In chemistry we did an experiment with dry ice. Dry ice is very cold and made of Carbon Dioxide. Because it’s so cold it burns you if you touch it. The difference between dry ice and regular ice is if you add regular ice to water it eventually turns to a liquid, when you add dry ice to water it skips a stage and goes straight to gas. When a solid can go from a solid straight to a gas it’s called Sublimation. First, we had to put 150 mL into our calorimeter and take the temperature of the water then go get our chuck of dry ice from our teacher. After we took the mass of our piece of dry ice when took it to our calorimeter and placed it into the water.

If you watched carefully and blew the smoke away every once in  a while you would see as the ice was subliming it created white bubbles on top of the water and if you were to touch the bubble or let it burst on its own the gas would come out.
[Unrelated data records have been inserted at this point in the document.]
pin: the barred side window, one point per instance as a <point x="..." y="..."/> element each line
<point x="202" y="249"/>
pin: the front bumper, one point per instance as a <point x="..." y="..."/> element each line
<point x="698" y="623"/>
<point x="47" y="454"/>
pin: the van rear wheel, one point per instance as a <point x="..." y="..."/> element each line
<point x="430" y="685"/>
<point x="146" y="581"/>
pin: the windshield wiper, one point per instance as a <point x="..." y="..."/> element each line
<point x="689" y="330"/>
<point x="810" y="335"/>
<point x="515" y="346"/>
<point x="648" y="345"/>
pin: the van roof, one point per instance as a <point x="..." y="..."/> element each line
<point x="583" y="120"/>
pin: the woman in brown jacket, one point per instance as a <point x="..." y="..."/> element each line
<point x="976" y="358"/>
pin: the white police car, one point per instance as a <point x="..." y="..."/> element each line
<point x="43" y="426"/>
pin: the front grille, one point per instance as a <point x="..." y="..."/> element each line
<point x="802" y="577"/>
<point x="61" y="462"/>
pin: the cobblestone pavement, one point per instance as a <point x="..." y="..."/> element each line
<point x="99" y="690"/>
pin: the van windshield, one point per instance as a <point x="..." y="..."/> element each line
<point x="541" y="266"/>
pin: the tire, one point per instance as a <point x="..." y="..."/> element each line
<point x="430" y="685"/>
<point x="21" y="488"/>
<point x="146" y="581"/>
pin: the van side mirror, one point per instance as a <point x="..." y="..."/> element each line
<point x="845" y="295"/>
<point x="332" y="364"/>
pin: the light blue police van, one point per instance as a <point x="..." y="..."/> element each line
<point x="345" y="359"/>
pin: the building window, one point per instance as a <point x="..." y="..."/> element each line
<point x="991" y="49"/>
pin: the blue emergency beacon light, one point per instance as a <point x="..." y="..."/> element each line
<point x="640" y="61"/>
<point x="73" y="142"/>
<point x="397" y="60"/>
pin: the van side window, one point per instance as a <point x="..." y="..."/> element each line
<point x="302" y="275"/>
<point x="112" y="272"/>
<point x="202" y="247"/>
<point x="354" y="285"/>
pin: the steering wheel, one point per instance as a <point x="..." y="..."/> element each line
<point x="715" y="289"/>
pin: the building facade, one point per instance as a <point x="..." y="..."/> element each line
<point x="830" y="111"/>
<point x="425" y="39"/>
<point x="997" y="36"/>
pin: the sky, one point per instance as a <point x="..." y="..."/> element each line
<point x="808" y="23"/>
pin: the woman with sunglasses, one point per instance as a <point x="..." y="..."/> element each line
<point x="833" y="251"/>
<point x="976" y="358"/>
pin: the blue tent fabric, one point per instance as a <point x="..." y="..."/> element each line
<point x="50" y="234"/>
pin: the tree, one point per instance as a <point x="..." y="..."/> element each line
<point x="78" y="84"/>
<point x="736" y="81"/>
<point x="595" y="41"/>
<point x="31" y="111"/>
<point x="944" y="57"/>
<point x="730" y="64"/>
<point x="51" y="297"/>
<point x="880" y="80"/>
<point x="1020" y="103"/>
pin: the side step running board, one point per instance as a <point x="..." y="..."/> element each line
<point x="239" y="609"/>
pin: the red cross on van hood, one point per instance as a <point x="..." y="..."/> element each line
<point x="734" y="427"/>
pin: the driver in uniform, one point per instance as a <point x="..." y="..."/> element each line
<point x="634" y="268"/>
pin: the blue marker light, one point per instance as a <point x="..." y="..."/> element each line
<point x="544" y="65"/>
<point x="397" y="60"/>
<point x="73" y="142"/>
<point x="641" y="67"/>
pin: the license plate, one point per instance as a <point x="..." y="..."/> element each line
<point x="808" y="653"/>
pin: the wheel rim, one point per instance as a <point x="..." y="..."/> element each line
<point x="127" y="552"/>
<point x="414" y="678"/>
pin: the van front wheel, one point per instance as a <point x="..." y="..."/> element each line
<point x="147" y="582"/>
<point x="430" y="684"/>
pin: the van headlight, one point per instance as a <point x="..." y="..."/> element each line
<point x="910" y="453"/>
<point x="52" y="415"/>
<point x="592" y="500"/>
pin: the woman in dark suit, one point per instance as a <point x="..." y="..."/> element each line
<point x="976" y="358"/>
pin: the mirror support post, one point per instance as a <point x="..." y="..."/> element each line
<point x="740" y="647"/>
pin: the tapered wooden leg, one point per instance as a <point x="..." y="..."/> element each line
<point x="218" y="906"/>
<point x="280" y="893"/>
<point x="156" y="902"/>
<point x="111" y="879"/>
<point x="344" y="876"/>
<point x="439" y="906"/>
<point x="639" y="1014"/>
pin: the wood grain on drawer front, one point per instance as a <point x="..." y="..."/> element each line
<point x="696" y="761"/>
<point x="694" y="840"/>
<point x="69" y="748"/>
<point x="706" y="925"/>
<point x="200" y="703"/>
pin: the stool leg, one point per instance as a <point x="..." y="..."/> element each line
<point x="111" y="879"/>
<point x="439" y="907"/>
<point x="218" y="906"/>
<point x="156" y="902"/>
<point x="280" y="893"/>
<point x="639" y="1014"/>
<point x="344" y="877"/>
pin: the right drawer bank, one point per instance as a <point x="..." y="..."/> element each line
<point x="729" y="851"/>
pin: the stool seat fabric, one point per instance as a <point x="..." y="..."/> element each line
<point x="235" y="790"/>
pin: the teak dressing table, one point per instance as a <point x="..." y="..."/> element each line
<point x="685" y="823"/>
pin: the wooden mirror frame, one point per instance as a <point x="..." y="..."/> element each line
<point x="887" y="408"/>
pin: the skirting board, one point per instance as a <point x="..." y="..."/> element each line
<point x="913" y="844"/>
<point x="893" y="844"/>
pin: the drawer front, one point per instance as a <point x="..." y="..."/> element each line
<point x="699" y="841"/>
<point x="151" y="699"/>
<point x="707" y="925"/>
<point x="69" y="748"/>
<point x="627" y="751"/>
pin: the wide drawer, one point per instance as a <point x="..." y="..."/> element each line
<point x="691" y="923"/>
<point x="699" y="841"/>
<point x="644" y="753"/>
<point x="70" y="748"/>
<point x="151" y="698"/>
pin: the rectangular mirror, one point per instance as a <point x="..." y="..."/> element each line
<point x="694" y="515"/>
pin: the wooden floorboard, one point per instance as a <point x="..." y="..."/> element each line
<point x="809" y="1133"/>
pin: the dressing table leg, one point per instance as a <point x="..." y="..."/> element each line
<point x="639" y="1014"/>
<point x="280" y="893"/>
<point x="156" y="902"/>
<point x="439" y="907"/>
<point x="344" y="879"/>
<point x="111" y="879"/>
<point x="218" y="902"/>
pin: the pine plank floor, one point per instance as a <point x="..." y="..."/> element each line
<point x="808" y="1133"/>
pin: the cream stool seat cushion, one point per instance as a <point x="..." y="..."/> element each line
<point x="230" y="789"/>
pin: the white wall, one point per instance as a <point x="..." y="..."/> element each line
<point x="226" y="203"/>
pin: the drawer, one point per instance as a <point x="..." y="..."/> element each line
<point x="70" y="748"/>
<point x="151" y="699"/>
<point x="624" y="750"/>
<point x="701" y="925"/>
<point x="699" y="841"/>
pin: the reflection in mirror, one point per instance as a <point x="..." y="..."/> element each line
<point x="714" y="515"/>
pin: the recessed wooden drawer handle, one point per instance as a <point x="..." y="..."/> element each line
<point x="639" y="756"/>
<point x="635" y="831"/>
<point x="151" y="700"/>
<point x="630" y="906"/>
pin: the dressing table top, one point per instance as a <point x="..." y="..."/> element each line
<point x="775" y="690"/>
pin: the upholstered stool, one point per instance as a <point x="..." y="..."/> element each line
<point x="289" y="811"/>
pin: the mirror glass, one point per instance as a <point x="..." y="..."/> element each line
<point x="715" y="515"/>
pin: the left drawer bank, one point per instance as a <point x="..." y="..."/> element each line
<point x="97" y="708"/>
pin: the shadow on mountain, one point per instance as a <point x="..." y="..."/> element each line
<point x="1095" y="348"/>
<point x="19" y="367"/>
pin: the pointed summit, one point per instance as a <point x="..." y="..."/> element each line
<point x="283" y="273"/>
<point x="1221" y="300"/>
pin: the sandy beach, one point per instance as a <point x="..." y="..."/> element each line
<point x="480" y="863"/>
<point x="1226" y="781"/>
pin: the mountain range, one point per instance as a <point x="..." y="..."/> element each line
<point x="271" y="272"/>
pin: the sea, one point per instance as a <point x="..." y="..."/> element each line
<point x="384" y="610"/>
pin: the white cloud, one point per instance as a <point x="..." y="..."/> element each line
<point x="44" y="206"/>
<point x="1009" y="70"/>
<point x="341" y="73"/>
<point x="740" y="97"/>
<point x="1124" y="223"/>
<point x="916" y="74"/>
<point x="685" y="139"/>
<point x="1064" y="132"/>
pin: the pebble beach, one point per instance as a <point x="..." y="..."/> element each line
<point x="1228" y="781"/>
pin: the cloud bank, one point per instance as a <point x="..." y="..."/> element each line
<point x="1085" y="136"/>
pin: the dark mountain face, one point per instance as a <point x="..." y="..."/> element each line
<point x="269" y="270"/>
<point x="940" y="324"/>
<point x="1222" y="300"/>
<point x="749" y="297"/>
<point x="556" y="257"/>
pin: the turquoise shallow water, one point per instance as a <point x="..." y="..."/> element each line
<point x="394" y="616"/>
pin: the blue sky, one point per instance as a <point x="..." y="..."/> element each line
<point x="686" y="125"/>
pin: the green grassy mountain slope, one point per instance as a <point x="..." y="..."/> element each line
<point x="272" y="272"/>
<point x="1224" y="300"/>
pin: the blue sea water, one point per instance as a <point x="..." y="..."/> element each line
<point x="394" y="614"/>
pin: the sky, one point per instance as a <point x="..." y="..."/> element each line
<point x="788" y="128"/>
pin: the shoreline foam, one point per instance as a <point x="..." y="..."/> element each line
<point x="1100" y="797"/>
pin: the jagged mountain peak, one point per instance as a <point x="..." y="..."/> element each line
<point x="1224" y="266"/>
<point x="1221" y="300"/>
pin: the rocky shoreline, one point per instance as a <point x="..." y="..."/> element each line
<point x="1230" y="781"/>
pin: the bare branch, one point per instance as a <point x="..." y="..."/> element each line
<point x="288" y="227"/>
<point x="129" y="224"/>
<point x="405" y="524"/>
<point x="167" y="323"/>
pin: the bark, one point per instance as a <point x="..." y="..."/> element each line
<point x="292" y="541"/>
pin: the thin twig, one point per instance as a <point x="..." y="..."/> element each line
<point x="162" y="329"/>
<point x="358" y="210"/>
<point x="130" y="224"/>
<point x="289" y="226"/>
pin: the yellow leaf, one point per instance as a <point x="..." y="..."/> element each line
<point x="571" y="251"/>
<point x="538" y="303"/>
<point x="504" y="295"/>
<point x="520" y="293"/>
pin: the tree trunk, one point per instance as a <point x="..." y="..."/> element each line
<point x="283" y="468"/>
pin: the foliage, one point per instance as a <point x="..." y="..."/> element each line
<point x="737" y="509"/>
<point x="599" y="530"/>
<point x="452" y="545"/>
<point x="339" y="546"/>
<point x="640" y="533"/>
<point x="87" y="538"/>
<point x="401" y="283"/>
The gas would then spill over the sides. As you watched the smoke go over the sides of the calorimeter it reminded me of the fog they have that comes out in the fog machines people use for Halloween.

Stirring the ice in the water helped it sublime faster. Even though the solution created smoke, the smoke was fairly cold. To verify it was cold there was a drop in the temperature of the water. If you were to compare how much energy it takes to separate the particles when a substance is subliming to how much energy it take in melting/ fusing. It takes 333 J/g to melt ice compared to 640 J/g to takes to see ice sublime. From this lab I learned there was a thing as sublimation.

This was my favorite picture 😊.

Hot Metal

In chemistry we've been learning about heat and energy. We found that heat is a factor of energy. Heat is the energy transferred between you things that don't have a equal temperature and are touching. The symbol for heat is a lower case letter q (q). The scientific measurement units are Joules (J), KiloJoules (kJ0, Calorie(cal), and Calories ((Cal) food). Specific heat is an object ability to absorb or release heat without it chemically change. We also learned the there is a equation that relates all these things.

• q= the heat absorbed (+) or released (-)
• m= Mass
• c= Specific heat
• (triangle)T= change in temperature

You determine the mass by mass the object you are using. You find the change in temperature by subtracting the final temperature from the initial temperature.
This equation came into play when we did a lab called " Determining the Specific Heat of Metals". In this lab we used a Bunsen burner, tongues, thermometer, iron and copper fittings, balance, graduated cylinder, and a home made calorimeter. First, we had to fill the calorimeter with 200 g of water and place the thermometer in the water and record the temperature.  After we massed the fittings we used the tongues to hold each fitting or the burner we waited until the metal change colors to predict the temperature of the fitting.

Once we recorded our predicted temperature we plunged the hot fittings into the cups or water. As we watched the thermometer we noticed the temperature continued to rise but it wasn't a hug jump. After we had all or information recorded We used the formula to calculate the heat and specific heat. Resulting from this lab I learned that the energy really does bounce back and forth through objects that have come into contact with each other until they are even and just because something is really hot doesn't mean the temperature or change dramatically.